Dari hasil wawancara tersebut, saya menyimpulkan bahwa terdapat tiga potensi yang dapat dikembangkan dalam pemanfaatan lahan basah di desa-desa yang saya kunjungi. Potensi tersebut meliputi pengembangan nilai jual dari hasil batu bata, padi, dan buah jeruk. Dengan melakukan pengolahan yang lebih baik dan pemasaran yang tepat, nilai jual dari ketiga komoditas ini dapat ditingkatkan, memberikan keuntungan yang lebih besar bagi masyarakat setempat. Berikut ini adalah tabulasi kuesioner yang saya buat sebagai bagian dari penelitian ini:
Dari hasil tabulasi ini, terdapat beberapa arah pengembangan yang dapat saya usulkan:
1. Variasi Batu Bata
Salah satu potensi yang dapat dikembangkan di Desa Gudang Tengah adalah batu bata. Saat ini, batu bata yang dihasilkan masih berbentuk standar. Untuk meningkatkan daya saing dan nilai jualnya, produk batu bata dapat divariasikan menjadi batu bata dekoratif. Dengan desain yang lebih unik dan menarik, batu bata ini dapat berfungsi sebagai hiasan dalam berbagai aplikasi arsitektur, seperti dinding, taman, dan interior bangunan. Pengembangan produk ini akan meningkatkan harga jual dan memberikan nilai tambah bagi masyarakat setempat.
2. Pemanfaatan Sekam PadiÂ
Komoditas unggulan di lima desa tersebut sebagian besar adalah padi yang telah diproduksi dan dijual ke daerah luar, seperti Banjarmasin dan sekitarnya.
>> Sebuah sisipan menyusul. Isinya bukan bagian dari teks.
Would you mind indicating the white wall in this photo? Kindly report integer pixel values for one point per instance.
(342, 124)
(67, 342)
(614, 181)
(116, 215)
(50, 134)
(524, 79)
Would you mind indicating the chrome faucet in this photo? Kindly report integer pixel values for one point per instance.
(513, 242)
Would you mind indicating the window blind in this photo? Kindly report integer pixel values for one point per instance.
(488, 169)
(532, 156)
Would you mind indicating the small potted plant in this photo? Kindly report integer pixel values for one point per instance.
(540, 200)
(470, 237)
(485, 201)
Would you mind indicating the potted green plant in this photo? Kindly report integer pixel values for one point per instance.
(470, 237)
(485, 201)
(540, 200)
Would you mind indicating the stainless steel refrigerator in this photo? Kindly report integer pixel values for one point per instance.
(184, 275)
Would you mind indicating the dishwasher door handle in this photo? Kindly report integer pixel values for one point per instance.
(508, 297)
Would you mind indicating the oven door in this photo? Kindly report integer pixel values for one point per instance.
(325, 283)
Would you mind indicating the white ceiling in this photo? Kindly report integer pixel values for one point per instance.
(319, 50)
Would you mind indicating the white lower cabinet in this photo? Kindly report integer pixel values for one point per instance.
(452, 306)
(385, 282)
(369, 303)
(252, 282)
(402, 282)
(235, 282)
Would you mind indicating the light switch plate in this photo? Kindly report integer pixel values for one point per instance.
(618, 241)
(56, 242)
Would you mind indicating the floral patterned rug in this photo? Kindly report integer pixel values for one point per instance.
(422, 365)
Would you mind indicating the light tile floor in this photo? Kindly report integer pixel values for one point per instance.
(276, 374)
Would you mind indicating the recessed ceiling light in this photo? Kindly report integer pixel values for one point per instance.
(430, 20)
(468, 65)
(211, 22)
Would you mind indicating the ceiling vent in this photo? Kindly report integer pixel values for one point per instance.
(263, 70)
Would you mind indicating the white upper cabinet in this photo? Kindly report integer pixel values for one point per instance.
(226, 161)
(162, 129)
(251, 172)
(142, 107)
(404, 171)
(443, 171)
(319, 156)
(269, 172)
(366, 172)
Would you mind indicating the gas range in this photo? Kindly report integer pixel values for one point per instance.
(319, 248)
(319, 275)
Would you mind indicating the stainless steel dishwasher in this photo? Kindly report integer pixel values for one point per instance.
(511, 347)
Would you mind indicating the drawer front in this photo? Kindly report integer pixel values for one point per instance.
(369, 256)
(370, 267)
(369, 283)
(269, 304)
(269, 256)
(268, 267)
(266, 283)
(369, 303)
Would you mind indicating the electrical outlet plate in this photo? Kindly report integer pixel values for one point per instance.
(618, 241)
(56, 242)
Namun, masih terdapat potensi yang belum dimanfaatkan, yaitu sisa sekam padi. Warga dapat memanfaatkan sekam padi ini untuk membuat briket sekam padi, yang merupakan alternatif energi ramah lingkungan. Caranya adalah dengan mengolah sekam padi melalui proses pengeringan, penggilingan, dan pencampuran dengan bahan pengikat sebelum dibentuk menjadi briket. Produk briket ini tidak hanya memiliki nilai jual tetapi juga memberikan manfaat dalam hal keberlanjutan lingkungan.
3. Pengolahan Jeruk
Komoditas unggulan kedua adalah buah jeruk yang dibudidayakan di Kelurahan Sungai Tabuk. Untuk meningkatkan nilai jual jeruk, sebaiknya dilakukan pengolahan sebelum dipasarkan. Pengolahan jeruk dapat dilakukan dengan memproduksi selai jeruk. Produk ini bisa diberi nama "Selat: Selai Jeruk Asli Tabuk" dengan tagline "Rasa Jeruk Asli dari Sungai Tabuk." Selai jeruk ini tidak hanya akan dijual di tingkat lokal, tetapi juga dipasarkan secara online, sehingga dapat menjangkau konsumen di luar kecamatan, bahkan ke tingkat provinsi atau nasional. Strategi pemasaran yang luas ini akan memberikan peluang yang lebih besar bagi masyarakat untuk mendapatkan keuntungan dari hasil pertanian mereka.
Dengan implementasi arah pengembangan ini, diharapkan dapat meningkatkan pendapatan dan kesejahteraan masyarakat di desa-desa yang dikunjungi. Upaya ini tidak hanya akan mengoptimalkan potensi lokal, tetapi juga berkontribusi pada keberlanjutan ekonomi di wilayah tersebut.
Referensi
Soendjoto, M. A. (2016). Sekilas tentang lahan-basah dan lingkungannya.
Wibowo, A. (2009). Peran lahan gambut dalam perubahan iklim global. Jurnal Tekno Hutan Tanaman, 2(1), 19--26.